In another aspect, the diabetes treatment drug can be prepared into different dosage forms according to the requirement of the administration mode, and the dosage forms include but are not limited to tablets, capsules, dripping pills or granules.
More specifically, the various pharmaceutical dosage forms of the compositions of the present invention may be prepared in accordance with conventional manufacturing procedures in the pharmaceutical arts to produce the desired formulation. By way of example and not limitation, tablets include plain tablets, film tablets, enteric tablets. The preparation can be prepared by selecting the dry powder of the composition of the invention, and adding a proper amount of diluent, such as starch, dextrin, mannitol and microcrystalline cellulose; a suitable amount of binder, such as water, ethanol, cellulose, starch, gelatin; appropriate amount of disintegrating agent, such as sodium carboxymethyl starch, low-substituted hydroxypropyl cellulose, and sodium alginate; and suitable lubricants, such as magnesium stearate, talc, polyethylene glycol. Optionally adding sweetener such as D-xylose, xylitol, maltitol, steviosin, and aspartame; then granulating by conventional wet method, drying, grading or granulating by dry method, tabletting, such as film coated tablet, coating with film-forming material selected from cellulose and polyethylene glycol, and packaging into sealed bottle or aluminum plastic plate. The capsule includes common capsule, enteric capsule, etc. The preparation can be prepared by selecting the dry powder of the composition, and adding proper auxiliary materials, such as calcium carbonate, mannitol, magnesium oxide, aerosil and the like; suitable lubricants, such as talc, magnesium stearate, glycol esters, silicones; and suitable binders, such as mineral oil, edible oil; suitable sweetening agent such as D-xylose, xylitol, maltitol, steviosin, and aspartame can also be added. Mixing to obtain dry powder or making into granule, filling into capsule, and packaging in sealed bottle or aluminum plastic plate.
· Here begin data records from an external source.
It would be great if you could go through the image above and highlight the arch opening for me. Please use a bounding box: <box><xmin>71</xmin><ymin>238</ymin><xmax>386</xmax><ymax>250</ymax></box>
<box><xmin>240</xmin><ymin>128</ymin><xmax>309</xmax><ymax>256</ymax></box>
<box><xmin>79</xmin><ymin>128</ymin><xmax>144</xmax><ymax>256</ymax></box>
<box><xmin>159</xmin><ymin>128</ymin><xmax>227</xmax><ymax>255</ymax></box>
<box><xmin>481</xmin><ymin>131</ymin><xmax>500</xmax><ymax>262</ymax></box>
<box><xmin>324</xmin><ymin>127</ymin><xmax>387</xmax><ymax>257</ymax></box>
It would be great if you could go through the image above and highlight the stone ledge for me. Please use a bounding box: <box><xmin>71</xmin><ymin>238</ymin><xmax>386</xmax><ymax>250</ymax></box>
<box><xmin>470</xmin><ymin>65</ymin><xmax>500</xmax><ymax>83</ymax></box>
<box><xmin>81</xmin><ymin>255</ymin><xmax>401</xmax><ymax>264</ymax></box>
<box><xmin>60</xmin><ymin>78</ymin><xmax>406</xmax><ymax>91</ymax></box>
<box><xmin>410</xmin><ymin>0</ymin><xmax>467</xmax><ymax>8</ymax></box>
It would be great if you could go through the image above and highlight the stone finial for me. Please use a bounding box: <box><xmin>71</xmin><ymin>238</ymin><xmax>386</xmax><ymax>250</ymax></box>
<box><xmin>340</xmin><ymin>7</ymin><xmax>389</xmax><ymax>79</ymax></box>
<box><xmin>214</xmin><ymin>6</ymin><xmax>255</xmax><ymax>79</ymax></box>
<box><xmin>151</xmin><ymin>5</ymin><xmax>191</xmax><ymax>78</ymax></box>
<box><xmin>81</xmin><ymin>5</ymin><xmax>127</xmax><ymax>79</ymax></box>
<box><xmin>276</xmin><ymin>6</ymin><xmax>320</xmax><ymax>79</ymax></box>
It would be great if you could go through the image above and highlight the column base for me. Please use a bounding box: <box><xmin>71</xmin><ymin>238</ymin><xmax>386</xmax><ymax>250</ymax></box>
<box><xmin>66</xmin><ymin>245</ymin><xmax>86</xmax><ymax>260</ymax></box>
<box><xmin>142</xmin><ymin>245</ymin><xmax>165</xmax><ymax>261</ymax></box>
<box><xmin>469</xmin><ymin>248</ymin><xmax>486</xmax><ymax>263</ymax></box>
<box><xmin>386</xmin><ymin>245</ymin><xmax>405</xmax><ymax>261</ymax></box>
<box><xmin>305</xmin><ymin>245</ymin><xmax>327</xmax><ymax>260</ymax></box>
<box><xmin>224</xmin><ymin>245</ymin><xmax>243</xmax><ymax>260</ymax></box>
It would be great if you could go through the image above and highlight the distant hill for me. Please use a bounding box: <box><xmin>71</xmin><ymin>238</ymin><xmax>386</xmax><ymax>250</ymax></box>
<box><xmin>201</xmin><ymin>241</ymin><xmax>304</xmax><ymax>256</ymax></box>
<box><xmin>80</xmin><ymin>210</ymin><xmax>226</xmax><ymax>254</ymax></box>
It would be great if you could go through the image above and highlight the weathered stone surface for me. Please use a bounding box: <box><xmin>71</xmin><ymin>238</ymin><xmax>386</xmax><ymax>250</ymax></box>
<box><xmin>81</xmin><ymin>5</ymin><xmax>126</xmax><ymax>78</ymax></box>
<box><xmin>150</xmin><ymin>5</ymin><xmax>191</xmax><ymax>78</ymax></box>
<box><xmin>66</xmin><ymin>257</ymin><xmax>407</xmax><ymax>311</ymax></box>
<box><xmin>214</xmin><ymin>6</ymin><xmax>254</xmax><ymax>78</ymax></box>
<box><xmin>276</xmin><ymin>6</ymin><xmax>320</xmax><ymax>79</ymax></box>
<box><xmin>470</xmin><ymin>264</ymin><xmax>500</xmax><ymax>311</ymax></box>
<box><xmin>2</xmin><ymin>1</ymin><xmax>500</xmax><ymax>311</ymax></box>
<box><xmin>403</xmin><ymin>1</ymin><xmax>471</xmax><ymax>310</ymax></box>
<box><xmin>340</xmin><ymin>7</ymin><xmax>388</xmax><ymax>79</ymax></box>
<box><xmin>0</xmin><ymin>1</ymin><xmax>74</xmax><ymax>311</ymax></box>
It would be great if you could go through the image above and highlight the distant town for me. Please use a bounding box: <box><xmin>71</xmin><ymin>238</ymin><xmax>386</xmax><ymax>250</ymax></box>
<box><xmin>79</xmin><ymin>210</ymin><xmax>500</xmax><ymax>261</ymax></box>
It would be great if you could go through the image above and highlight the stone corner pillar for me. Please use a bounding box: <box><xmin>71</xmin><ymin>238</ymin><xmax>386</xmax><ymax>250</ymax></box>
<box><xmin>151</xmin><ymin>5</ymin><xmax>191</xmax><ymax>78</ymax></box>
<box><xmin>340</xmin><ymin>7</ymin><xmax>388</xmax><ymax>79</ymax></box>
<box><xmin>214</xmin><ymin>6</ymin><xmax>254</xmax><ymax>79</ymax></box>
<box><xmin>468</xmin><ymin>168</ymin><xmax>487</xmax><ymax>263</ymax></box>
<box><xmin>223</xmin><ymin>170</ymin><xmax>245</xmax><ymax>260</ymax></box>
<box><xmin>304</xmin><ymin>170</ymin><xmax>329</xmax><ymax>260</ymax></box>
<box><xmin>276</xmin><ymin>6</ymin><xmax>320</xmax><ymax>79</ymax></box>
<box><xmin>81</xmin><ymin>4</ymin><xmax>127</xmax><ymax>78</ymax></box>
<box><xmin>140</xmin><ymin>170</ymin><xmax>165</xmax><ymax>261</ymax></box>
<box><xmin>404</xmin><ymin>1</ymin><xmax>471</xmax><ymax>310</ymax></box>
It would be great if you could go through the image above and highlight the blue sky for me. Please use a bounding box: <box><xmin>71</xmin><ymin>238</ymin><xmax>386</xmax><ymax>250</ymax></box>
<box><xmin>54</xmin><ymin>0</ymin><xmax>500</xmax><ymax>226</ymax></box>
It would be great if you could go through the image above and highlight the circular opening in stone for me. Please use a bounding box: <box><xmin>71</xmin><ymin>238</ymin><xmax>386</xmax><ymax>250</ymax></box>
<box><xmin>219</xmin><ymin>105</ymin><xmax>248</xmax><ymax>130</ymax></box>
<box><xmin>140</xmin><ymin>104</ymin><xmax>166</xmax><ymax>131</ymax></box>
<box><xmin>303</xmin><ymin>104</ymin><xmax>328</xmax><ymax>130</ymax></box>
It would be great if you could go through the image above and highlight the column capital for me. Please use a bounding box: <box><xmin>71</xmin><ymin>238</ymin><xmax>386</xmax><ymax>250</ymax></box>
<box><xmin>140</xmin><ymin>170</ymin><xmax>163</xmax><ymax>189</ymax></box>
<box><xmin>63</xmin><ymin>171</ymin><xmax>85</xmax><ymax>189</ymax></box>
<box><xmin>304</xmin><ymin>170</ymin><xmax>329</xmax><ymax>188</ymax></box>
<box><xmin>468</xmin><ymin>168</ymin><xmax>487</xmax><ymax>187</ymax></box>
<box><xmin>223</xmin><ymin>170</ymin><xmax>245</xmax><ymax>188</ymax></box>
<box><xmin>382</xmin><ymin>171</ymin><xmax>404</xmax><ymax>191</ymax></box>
Unless otherwise specified, the acarbose used in the present invention was purchased from bayer pharmaceutical health limited, 50 mg/tablet; oleanolic acid, corosolic acid, glycyrrhizic acid, glycyrrhetinic acid, betulinic acid and betulin, which are purchased from Kdmanst Biotech limited, and the purity HPLC is more than or equal to 98%; alpha-amylase was purchased from SIGMA; pNPG was purchased from Shanghai Baoman BioLimited.
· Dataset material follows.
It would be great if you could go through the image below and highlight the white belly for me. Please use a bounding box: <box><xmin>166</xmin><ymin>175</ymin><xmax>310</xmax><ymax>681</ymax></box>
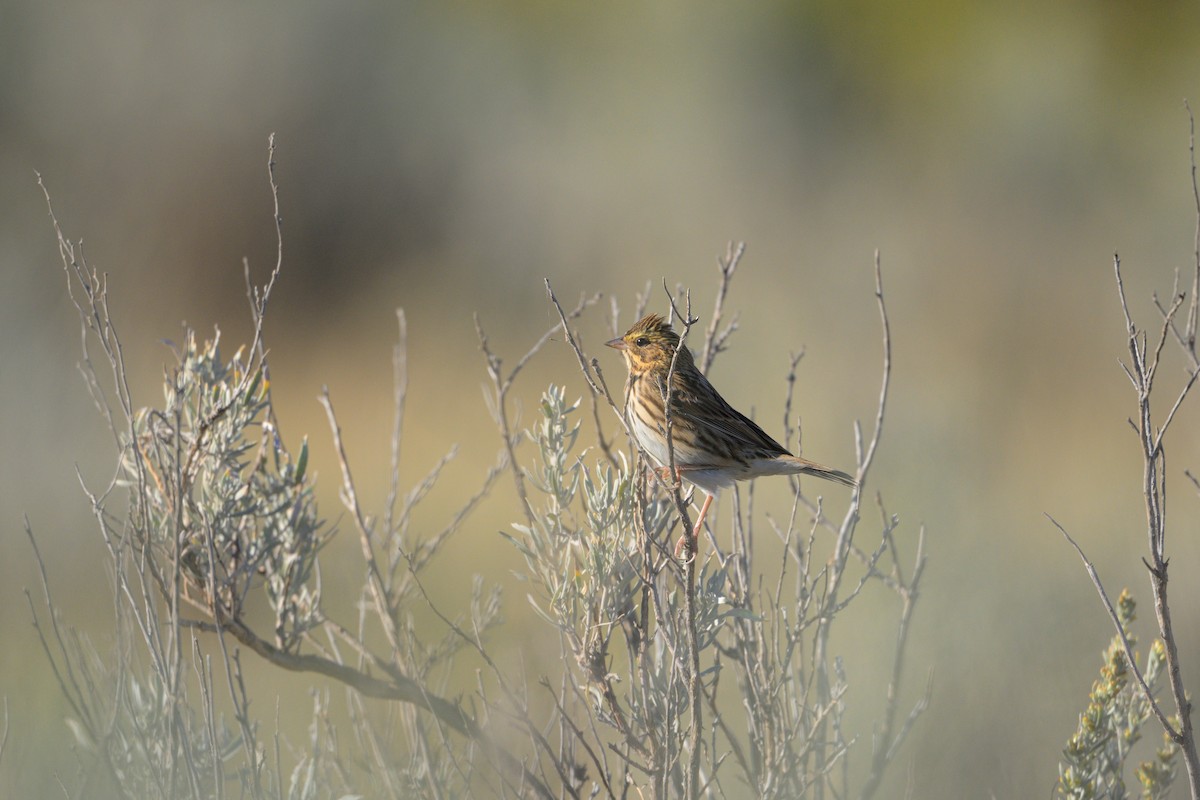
<box><xmin>628</xmin><ymin>411</ymin><xmax>734</xmax><ymax>494</ymax></box>
<box><xmin>630</xmin><ymin>411</ymin><xmax>672</xmax><ymax>467</ymax></box>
Unless otherwise specified, the detection method used in this specification is:
1. the method for determining the alpha-amylase inhibition activity of the reference test substance comprises the following steps: the concentration of reducing sugar is determined by a DNS method by taking porcine pancreatic alpha-amylase as an enzyme source and starch as a substrate, and the enzyme solution, the triterpenoid (dissolved in ethanol), the acarbose, the substrate and the buffer solution in a reaction system are respectively 100 mu L. The final concentration of the enzyme was 0.07U/mL, the final concentration of the substrate starch was 10mg/mL, and the final concentration of ethanol was 20% (V/V). Incubating enzyme and inhibitor at 37 deg.C for 15min, adding starch, starting reaction, maintaining reaction at 37 deg.C for 10min, adding 1mL DNS solution, boiling water bath for 5min to terminate reaction and develop color, adding 200 μ L sample into 96-well plate, and measuring its absorbance at 540 nm.
2. The method for determining the inhibition activity of the reference substance on the alpha-glucosidase comprises the following steps: SD rats (200-220 g) are fasted for 16h, and after being killed in an ether anesthesia place, small intestines are taken out, dissected, washed by precooled PBS buffer solution, and added with the PBS buffer solution according to the ratio of 1:10 (W/V). Shearing small intestine into fragments, homogenizing, centrifuging at 4 deg.C and 10000r/min for 15min, and collecting supernatant as alpha-glucosidase mother liquor for test.
The total volume of the enzyme reaction system is 500 mu L, and the enzyme reaction system comprises 100 mu L of each enzyme solution, triterpenoids, acarbose, maltose and buffer solution. Mixing enzyme, triterpenes and acarbose, incubating at 37 deg.C for 30min, and reacting with maltose solution. Incubation at 37 ℃ for 30 min. And (3) determining the concentration of generated glucose by using the glucose oxidase kit, and determining the light absorption value of the sample under 505nm of an enzyme-labeling instrument.
3. Method for measuring and calculating inhibition rate
Calculating the inhibition rate of the inhibitor on the enzyme alone or in combination according to the formula (I),
Figure BDA0001326165160000061
in formula (I):
sample set (a): adding the light absorption value of the inhibitor;
control group (a): control buffer and absorbance of enzyme were added without inhibitor.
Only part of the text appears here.